In Sufism and Islamic ethics (Akhlaq), Muhasaba is the third stage of spiritual struggle (Mujahada), following Musharata (setting conditions for the soul) and Muraqaba (watchfulness or mindfulness). Scholars like Al-Ghazali and Ibn al-Qayyim have emphasized that without regular accounting, the soul becomes prone to negligence (Ghafla) and spiritual decay.

== Key aspects ==
Regular Muhasaba leads an individual to the ultimate stages of spiritual development and helps in abstaining from sins. Its primary aspects include:
- Self-criticism: Verifying whether one's actions align with the Sharia and the principles of sincerity (Ikhlas).
- Remorse for sins: Feeling genuine regret and seeking forgiveness (Tawba) from Allah for mistakes, whether they are major sins or minor lapses in character.
- Expressing gratitude: Offering thanks (Shukr) to Allah for the ability to perform righteous deeds, acknowledging that good actions are a result of divine grace rather than personal merit.
- Future planning: Correcting oneself (Islah) with the aim of improving life in the Hereafter and setting specific goals for spiritual growth.

== Methodology ==
According to Islamic scholars, the method of Muhasaba is analogous to a businessman's accounting. Just as a conscious businessman keeps track of his capital, profit, and loss to ensure the survival of his enterprise, a believer must account for their deeds to ensure spiritual salvation:

1. Capital (Fard and Wajib): Sitting in solitude at the end of the day to check if the obligatory and necessary acts were performed correctly. Any deficiency should be compensated through making up the prayers (Qada) or through voluntary (Nafil) worship.
2. Additional Profit (Nafil): Evaluating whether there was any negligence regarding voluntary acts of worship, such as Dhikr, charity, or extra prayers, which serve to elevate one's rank in the eyes of God.
3. Loss (Sins): Checking if one was involved in any forbidden (Haram) or prohibited acts, including sins of the tongue (lying, backbiting) or heart (envy, pride). If so, immediate repentance (Tawba) and seeking forgiveness (Istighfar) should be performed, followed by good deeds to compensate for the transgression.

Ibn al-Qayyim suggested that Muhasaba should occur twice: once before the action (to check the intention) and once after the action (to check for shortcomings).

== Quran and Sunnah ==
There are instructions regarding the importance of Muhasaba in the primary sources of Islam:
- Al-Quran: Allah says, "O you who have believed, fear Allah. And let every soul look to what it has put forth for tomorrow and fear Allah.
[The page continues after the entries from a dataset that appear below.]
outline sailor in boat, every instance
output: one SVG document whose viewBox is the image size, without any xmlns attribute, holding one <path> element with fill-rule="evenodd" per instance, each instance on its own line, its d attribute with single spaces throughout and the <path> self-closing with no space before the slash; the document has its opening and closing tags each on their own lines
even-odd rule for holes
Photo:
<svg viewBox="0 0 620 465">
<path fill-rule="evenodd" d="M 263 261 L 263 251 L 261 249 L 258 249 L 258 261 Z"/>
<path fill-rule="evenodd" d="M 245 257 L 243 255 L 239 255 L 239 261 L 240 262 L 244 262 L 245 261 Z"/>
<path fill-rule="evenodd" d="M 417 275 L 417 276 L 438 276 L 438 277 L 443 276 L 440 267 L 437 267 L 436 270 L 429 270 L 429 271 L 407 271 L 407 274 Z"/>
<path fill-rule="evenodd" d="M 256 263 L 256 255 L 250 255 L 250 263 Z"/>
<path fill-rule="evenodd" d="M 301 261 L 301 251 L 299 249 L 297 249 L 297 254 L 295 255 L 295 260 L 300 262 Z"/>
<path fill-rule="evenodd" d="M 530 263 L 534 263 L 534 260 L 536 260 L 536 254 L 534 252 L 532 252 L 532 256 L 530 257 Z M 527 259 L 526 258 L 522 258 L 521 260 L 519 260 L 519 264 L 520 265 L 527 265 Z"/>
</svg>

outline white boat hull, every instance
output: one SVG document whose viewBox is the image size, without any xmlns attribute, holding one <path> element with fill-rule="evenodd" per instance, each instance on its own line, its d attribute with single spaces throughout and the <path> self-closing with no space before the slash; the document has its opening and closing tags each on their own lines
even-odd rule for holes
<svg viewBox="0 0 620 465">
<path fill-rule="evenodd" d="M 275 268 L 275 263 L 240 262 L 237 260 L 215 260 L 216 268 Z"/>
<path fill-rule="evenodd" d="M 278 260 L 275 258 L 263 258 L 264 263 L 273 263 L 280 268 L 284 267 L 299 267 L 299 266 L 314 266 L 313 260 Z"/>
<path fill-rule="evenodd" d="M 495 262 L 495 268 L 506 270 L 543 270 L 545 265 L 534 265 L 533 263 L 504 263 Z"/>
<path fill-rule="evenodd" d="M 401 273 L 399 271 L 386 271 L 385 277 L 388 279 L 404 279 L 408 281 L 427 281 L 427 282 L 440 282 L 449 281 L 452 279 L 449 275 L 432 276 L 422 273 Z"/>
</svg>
Indeed, Allah is Acquainted with what you do." (Surah Al-Hashr, Verse: 18) This verse is considered the foundational evidence for the obligation of self-reflection.
- Al-Hadith: The Messenger of Allah said, "The wise person is the one who takes account of himself and works for what comes after death; and the weak person is the one who follows his own desires and then places his hopes in Allah." (Tirmidhi, Hadith No: 2459)
- Repentance: The Messenger of Allah also said, "(Sometimes) my heart is clouded, and I seek forgiveness from Allah one hundred times a day." (Sahih Muslim, Hadith No: 7033) This highlights that even the most righteous individuals must engage in constant self-audit.

== Examples from the Salaf ==
In Islamic history, the Sahaba and the righteous predecessors (Salaf) practiced Muhasaba with extreme diligence:
- Umar ibn al-Khattab (RA): The second Caliph famously said, "Bring yourselves to account before you are brought to account, and weigh your deeds before they are weighed for you." It is reported that at night, he would strike his feet with a stick and ask himself, "What have you done today?"
- Abu Talha (RA): Once, while praying in a garden, a bird distracted him for a moment. To rectify his perceived lack of focus, he donated that entire portion of the garden as charity in the way of Allah to compensate for the distraction.
- Ahnaf ibn Qays: A famous Tabi'un, he would hold his finger over a lamp's flame until he felt the pain of the heat, then say to himself, "O Hunayf! What prompted you to do what you did on such and such a day?" as a reminder of the punishment of the afterlife.
- Maimun ibn Mahran: He stated, "A pious person is more stringent in accounting for himself than a stingy partner is with his business associate."